Philter 1.5.0

Happy Friday! We are in the process of publishing Philter 1.5.0. Philter identifies and removes sensitive information in text. Look for Philter 1.5.0 to be available on the cloud marketplaces soon.

This version has a few new features in addition to minor improvements and fixes. The new features are described below.

New “Section” Filter

Philter 1.5.0 includes a new filter type called a “Section.” This filter type lets you specify patterns that indicate the start and end of a section of text. For example, if your text has sentences or even paragraphs denoted with some marker, you can use the Section filter to redact those sentences or paragraphs. You just give the filter the regular expression patterns for the start and end markings. We have added the Section filter to the filter profiles documentation.
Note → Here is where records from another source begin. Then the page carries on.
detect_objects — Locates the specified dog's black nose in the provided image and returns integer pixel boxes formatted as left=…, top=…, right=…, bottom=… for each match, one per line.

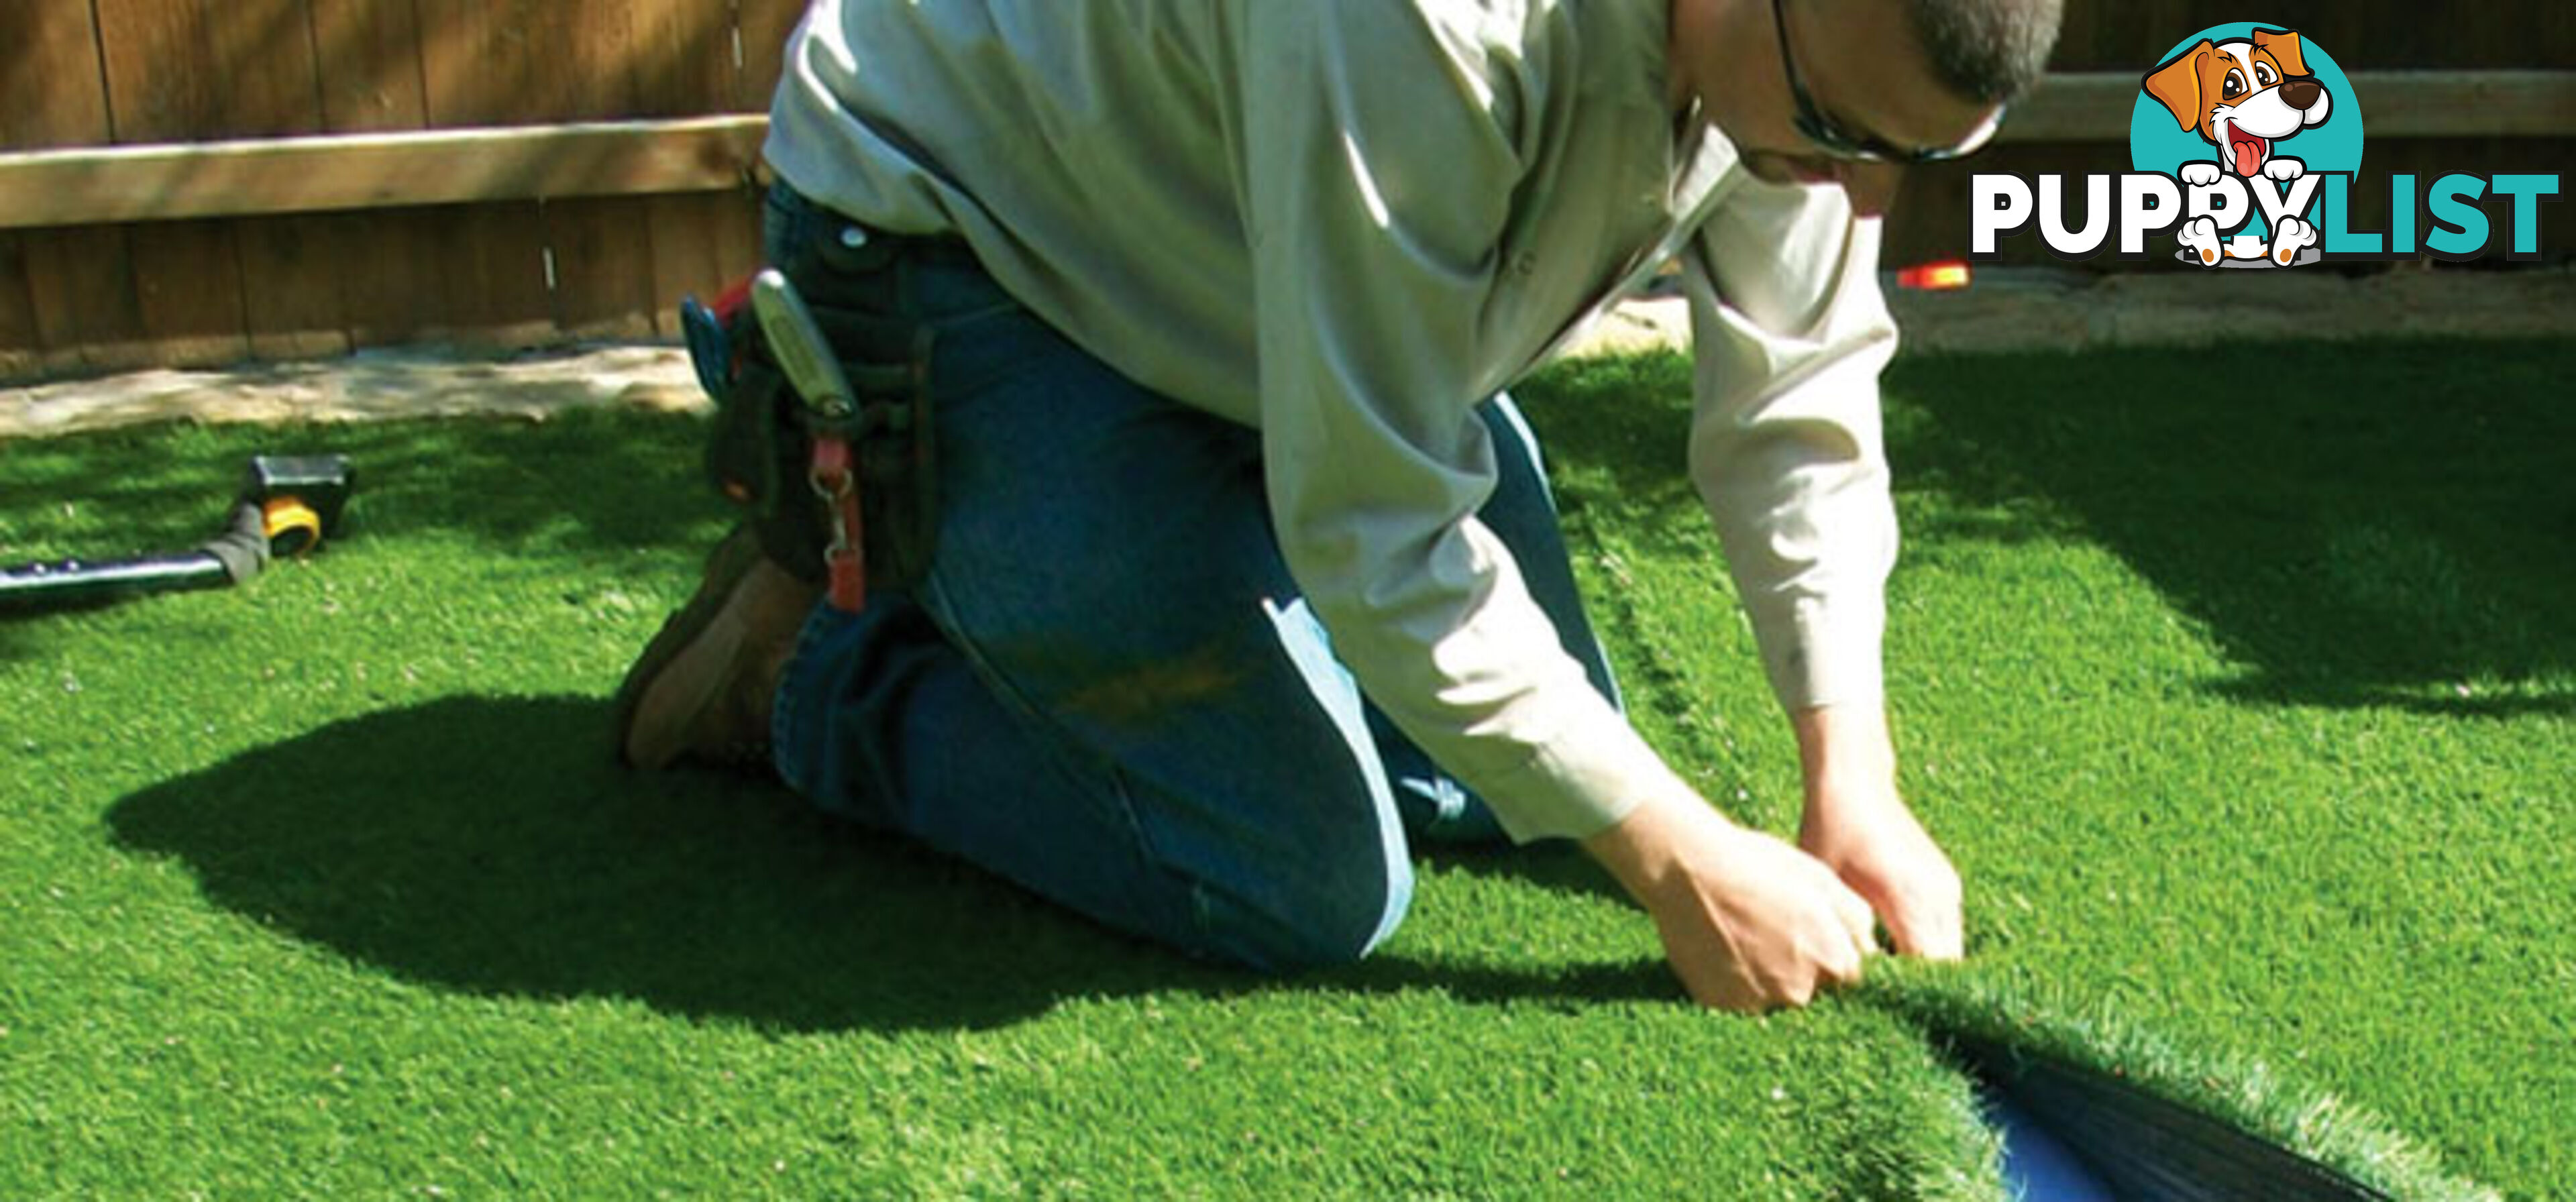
left=2279, top=78, right=2323, bottom=110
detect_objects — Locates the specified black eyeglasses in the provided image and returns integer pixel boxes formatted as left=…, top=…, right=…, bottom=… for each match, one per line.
left=1771, top=0, right=2004, bottom=164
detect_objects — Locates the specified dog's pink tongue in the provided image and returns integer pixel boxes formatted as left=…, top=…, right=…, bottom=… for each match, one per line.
left=2231, top=131, right=2267, bottom=177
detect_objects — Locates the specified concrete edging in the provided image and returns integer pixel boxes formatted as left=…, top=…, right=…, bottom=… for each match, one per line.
left=5, top=266, right=2570, bottom=440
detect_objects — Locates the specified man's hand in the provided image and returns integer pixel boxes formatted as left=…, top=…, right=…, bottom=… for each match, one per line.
left=1585, top=789, right=1878, bottom=1012
left=1794, top=705, right=1964, bottom=960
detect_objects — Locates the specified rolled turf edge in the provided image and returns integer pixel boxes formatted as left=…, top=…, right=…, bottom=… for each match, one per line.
left=1860, top=967, right=2503, bottom=1202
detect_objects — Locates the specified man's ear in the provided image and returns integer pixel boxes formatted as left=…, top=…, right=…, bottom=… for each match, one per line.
left=2142, top=42, right=2212, bottom=133
left=2251, top=28, right=2310, bottom=78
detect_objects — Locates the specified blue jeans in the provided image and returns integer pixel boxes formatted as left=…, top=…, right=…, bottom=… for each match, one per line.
left=762, top=186, right=1623, bottom=971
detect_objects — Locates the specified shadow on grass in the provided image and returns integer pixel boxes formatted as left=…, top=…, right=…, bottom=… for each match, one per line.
left=1887, top=339, right=2576, bottom=716
left=1419, top=839, right=1632, bottom=907
left=107, top=695, right=1676, bottom=1034
left=0, top=622, right=38, bottom=664
left=1520, top=341, right=2576, bottom=717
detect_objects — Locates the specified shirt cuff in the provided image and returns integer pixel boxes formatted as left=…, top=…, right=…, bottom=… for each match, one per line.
left=1479, top=696, right=1701, bottom=843
left=1751, top=592, right=1887, bottom=714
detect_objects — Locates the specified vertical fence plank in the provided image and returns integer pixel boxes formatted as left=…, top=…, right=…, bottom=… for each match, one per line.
left=641, top=190, right=765, bottom=343
left=438, top=204, right=557, bottom=349
left=21, top=229, right=150, bottom=376
left=715, top=184, right=767, bottom=285
left=306, top=0, right=452, bottom=352
left=630, top=0, right=741, bottom=120
left=632, top=0, right=757, bottom=338
left=0, top=0, right=115, bottom=148
left=217, top=0, right=352, bottom=363
left=415, top=0, right=563, bottom=347
left=721, top=0, right=808, bottom=296
left=546, top=194, right=661, bottom=341
left=641, top=190, right=766, bottom=343
left=0, top=227, right=43, bottom=381
left=329, top=211, right=459, bottom=350
left=3, top=0, right=131, bottom=378
left=235, top=214, right=353, bottom=362
left=91, top=0, right=252, bottom=370
left=737, top=0, right=806, bottom=112
left=714, top=0, right=772, bottom=317
left=535, top=3, right=658, bottom=341
left=310, top=0, right=428, bottom=133
left=90, top=0, right=223, bottom=144
left=125, top=218, right=252, bottom=368
left=411, top=0, right=676, bottom=345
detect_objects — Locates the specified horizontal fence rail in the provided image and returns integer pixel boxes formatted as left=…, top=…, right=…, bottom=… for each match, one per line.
left=0, top=118, right=769, bottom=229
left=1, top=74, right=2567, bottom=233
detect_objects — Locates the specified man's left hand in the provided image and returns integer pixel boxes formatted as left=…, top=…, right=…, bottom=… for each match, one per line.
left=1792, top=706, right=1964, bottom=961
left=1800, top=778, right=1962, bottom=960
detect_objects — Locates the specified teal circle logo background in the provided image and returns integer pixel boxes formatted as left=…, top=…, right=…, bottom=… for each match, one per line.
left=2129, top=23, right=2365, bottom=237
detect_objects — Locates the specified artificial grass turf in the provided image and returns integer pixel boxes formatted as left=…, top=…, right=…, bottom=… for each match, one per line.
left=0, top=337, right=2563, bottom=1198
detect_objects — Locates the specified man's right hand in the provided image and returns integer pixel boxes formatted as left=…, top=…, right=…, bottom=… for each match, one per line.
left=1583, top=790, right=1878, bottom=1012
Amazon S3 to Store Filter Profiles

We have added the ability to store the filter profiles in an Amazon S3 bucket. The benefits of this is that now filter profiles can be shared across multiple instances of Philter. Previously, if you were running two instances of Philter you would have to update the filter profiles on each instance. By storing the filter profiles in S3 you can just update the filter profiles once via Philter’s API. This does require a cache. The cache stores the filter profiles to lower the latency and reduce the number of calls to S3. (More on the cache below.)
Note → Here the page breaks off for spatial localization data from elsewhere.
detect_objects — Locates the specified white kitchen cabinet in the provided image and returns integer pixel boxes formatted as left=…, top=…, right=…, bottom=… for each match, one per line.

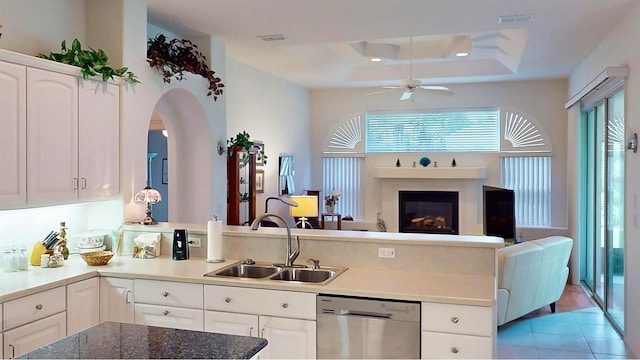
left=133, top=279, right=204, bottom=331
left=421, top=302, right=495, bottom=359
left=259, top=315, right=316, bottom=359
left=204, top=285, right=316, bottom=359
left=67, top=277, right=100, bottom=335
left=205, top=310, right=259, bottom=337
left=100, top=277, right=134, bottom=324
left=78, top=80, right=119, bottom=199
left=26, top=67, right=79, bottom=205
left=3, top=312, right=66, bottom=359
left=0, top=61, right=27, bottom=207
left=3, top=286, right=66, bottom=331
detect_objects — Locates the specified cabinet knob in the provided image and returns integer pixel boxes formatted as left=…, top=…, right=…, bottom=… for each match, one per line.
left=282, top=303, right=289, bottom=309
left=451, top=316, right=459, bottom=324
left=163, top=310, right=170, bottom=316
left=162, top=291, right=169, bottom=297
left=451, top=347, right=459, bottom=354
left=35, top=304, right=43, bottom=310
left=225, top=297, right=232, bottom=303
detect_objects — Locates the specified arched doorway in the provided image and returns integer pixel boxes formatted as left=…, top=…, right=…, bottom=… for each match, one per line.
left=148, top=89, right=213, bottom=223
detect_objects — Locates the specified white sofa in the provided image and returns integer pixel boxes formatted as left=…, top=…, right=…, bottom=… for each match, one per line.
left=496, top=236, right=573, bottom=326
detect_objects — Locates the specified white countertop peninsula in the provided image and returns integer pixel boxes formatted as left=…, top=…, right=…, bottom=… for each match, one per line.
left=1, top=224, right=503, bottom=307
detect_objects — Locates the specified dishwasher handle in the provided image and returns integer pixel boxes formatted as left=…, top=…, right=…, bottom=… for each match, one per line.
left=338, top=309, right=393, bottom=319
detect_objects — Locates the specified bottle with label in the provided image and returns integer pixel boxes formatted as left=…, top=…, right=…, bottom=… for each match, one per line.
left=58, top=221, right=69, bottom=260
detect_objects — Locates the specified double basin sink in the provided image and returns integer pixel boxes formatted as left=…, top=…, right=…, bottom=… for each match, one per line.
left=204, top=260, right=347, bottom=286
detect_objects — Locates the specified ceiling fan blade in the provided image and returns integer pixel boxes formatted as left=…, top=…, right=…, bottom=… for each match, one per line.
left=419, top=86, right=454, bottom=96
left=419, top=85, right=450, bottom=91
left=366, top=89, right=396, bottom=96
left=382, top=86, right=402, bottom=89
left=400, top=91, right=413, bottom=101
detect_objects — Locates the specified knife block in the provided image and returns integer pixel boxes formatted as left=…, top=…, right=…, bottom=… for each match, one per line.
left=30, top=242, right=54, bottom=266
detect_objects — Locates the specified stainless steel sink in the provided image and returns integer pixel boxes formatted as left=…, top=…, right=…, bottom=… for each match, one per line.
left=204, top=261, right=282, bottom=279
left=204, top=259, right=347, bottom=285
left=268, top=267, right=347, bottom=285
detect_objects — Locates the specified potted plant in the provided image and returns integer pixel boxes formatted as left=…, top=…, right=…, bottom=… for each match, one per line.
left=39, top=39, right=139, bottom=84
left=324, top=188, right=341, bottom=214
left=147, top=34, right=225, bottom=101
left=227, top=131, right=267, bottom=166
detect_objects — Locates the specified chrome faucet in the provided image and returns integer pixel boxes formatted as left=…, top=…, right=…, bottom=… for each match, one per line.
left=250, top=213, right=300, bottom=267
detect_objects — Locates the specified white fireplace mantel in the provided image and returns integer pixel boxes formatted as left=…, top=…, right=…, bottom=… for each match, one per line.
left=373, top=167, right=487, bottom=180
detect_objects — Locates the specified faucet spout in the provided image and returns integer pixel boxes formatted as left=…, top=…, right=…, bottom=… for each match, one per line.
left=250, top=213, right=300, bottom=267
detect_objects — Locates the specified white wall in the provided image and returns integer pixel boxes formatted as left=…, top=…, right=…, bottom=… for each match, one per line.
left=567, top=3, right=640, bottom=355
left=310, top=79, right=568, bottom=236
left=226, top=59, right=311, bottom=224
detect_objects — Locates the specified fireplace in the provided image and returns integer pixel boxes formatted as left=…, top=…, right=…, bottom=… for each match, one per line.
left=398, top=191, right=459, bottom=234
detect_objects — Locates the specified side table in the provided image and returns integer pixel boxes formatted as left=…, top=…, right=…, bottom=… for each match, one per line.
left=320, top=213, right=342, bottom=230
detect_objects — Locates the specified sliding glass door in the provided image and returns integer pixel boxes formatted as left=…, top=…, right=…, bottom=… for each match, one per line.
left=581, top=87, right=625, bottom=332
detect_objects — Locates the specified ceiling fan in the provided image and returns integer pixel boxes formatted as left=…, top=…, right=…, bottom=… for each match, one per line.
left=369, top=37, right=454, bottom=100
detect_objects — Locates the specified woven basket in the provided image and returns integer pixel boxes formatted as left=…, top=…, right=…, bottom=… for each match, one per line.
left=80, top=250, right=114, bottom=266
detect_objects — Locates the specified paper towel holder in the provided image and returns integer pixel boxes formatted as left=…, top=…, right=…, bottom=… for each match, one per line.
left=206, top=216, right=225, bottom=263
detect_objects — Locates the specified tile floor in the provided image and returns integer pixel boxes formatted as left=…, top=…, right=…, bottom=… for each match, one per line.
left=497, top=307, right=634, bottom=359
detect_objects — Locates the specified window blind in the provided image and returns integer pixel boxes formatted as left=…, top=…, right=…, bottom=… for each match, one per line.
left=322, top=157, right=362, bottom=219
left=366, top=109, right=500, bottom=153
left=500, top=156, right=551, bottom=227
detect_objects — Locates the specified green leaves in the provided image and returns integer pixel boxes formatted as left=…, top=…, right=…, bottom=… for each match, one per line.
left=39, top=39, right=140, bottom=84
left=227, top=131, right=267, bottom=166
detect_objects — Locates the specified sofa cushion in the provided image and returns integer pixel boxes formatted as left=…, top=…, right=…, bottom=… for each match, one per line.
left=531, top=236, right=573, bottom=310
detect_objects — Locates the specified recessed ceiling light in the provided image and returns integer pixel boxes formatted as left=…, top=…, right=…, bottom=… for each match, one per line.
left=370, top=57, right=382, bottom=62
left=455, top=52, right=469, bottom=57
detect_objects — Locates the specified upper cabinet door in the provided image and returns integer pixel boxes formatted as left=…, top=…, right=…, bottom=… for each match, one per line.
left=27, top=67, right=78, bottom=204
left=0, top=61, right=27, bottom=207
left=78, top=80, right=120, bottom=199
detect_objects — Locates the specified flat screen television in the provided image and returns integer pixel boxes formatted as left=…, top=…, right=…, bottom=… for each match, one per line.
left=483, top=185, right=516, bottom=241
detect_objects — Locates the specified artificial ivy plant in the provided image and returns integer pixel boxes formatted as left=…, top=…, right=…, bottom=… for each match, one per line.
left=39, top=39, right=139, bottom=84
left=146, top=34, right=225, bottom=101
left=228, top=131, right=267, bottom=166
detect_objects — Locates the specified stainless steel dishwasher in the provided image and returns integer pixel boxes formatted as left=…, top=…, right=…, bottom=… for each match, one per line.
left=317, top=294, right=421, bottom=359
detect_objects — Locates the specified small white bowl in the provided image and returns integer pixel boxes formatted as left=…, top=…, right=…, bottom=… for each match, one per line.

We have published some CloudFormation and Terraform scripts to help with creating this architecture on GitHub.

Consolidated Caches

Philter previously used caches for the random anonymization values. With the introduction of using a cache for storing the profiles in S3 we have consolidated those caches into a single cache. Because of this, the configuration settings have been slightly renamed to reflect this. We have updated Philter’s documentation with the renamed properties. Having a single cache means there is less to configure and fewer required resources.

If you are upgrading from a previous version you will need to change to the new cache property names.

Changeable Model File

The model file used by Philter can now be set in Philter’s Check out Philter’s documentation for the details. By being able to set the model being used you can now select which model is most applicable to your use-case and domain.